Importava dirigerlo, richiamarlo, avviarlo a fini di governo. Questo egli volle.
E così, nei primi giorni dello Statuto, contrastò con freddo consiglio le esuberanze e le impazienze, tanto da perderci il seggio in parlamento.
Ma quando la democrazia ebbe per virtù del Gioberti il lampo chiaroveggente della lega italiana e dell'intervento in Toscana, Cavour fu con Gioberti.
In tutta la fase prima della rivoluzione italiana, nel periodo del 1848-49, dopo Novara, durante le angoscie, i tumulti, gli scoraggiamenti, le incertezze di un'ora nella quale patria e libertà parvero sommerse, il Cavour giornalista, deputato resistette all'irrompere delle estreme parti, si ostinò nella sua politica. Credette il volgo che egli volesse, immobile, ancorarsi sul presente, e già nel segreto dell'anima ardente balenavano le folgori di rivincite non lontane.
Iddio che, se suscita gli uomini grandi, fornisce loro il campo e i mezzi di azione, fece sorgere accanto a Camillo di Cavour colui che lo comprese. Vittorio Emanuele II, dal trono, glorificato con l'atto di baldanzosa lealtà al quale il generale Radesky si era dovuto inchinare, stese la mano a Cavour.
Cospirarono insieme, e lo gridò un giorno Cavour dal suo banco il ministro: di quella cospirazione venti milioni di italiani annodavano le fila, in silenzio.
Vittorio Emanuele salvò a Vignale la causa italiana. Il suo primo ministro di allora, Massimo d'Azeglio, preservò la costituzione dalla impotenza, lo Stato dall'anarchia.
In quei giorni Cavour ritornò alla tribuna parlamentare: sgabello o tripode, là è la fortuna dell'Italia nuova.
Diceva allora Cesare Balbo: «lo Statuto, null'altro che lo Statuto.»
Replicava Cavour: «lo Statuto con tutte le sue conseguenze.»
È la Rivoluzione fatta governo, che si modera per proporzionare i mezzi ai fini ed a ciascun giorno assegna il cómpito, risoluta, impavida, certa che nessun reggimento vale, se non è sincero fino all'estremo, checchè si dica.
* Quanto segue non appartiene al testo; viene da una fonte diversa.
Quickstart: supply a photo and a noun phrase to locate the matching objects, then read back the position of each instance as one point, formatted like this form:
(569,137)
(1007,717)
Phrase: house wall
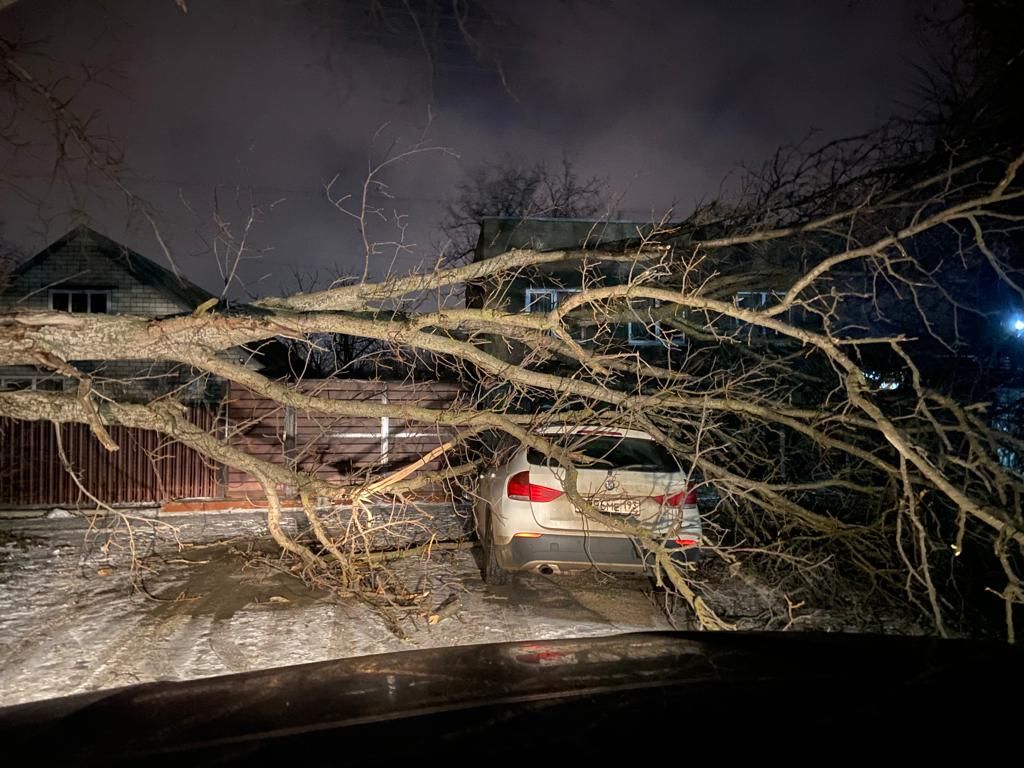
(79,262)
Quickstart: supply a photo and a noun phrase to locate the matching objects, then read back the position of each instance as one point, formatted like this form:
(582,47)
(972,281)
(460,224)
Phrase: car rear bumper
(568,551)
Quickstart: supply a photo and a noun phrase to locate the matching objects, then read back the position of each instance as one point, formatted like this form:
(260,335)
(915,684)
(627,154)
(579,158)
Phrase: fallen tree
(808,450)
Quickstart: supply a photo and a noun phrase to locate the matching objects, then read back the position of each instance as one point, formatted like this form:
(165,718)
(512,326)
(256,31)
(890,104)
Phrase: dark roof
(177,287)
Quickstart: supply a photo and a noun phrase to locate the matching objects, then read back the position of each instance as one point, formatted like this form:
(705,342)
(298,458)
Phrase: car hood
(558,697)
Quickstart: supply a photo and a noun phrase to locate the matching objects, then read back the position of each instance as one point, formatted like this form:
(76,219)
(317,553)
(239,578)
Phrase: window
(545,299)
(644,331)
(758,300)
(11,383)
(542,300)
(82,301)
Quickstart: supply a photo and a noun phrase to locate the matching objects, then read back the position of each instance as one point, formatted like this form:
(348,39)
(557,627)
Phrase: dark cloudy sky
(273,97)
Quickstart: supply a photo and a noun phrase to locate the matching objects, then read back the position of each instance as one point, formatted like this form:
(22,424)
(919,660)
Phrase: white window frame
(761,304)
(90,292)
(32,382)
(651,335)
(557,296)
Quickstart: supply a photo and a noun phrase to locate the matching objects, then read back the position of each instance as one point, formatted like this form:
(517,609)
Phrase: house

Ecco profilarsi il vero conte di Cavour: l'uomo nuovo, nato proprio per il suo tempo. Non ha rancori nè pregiudizi.
Appartenente ad una casta spodestata dalla rivoluzione, non soltanto rinuncia allegramente al privilegio, ma si compiace che trionfi la dignità umana. Questo sentimento domina tutte le azioni sue: egli vi fonda le sue ambizioni di patriotta e di liberale.
L'avvenire della Società europea gli appare chiaramente a traverso questo lucido cristallo, e gli sorride che la patria sua sia esempio di dignità coraggiosa.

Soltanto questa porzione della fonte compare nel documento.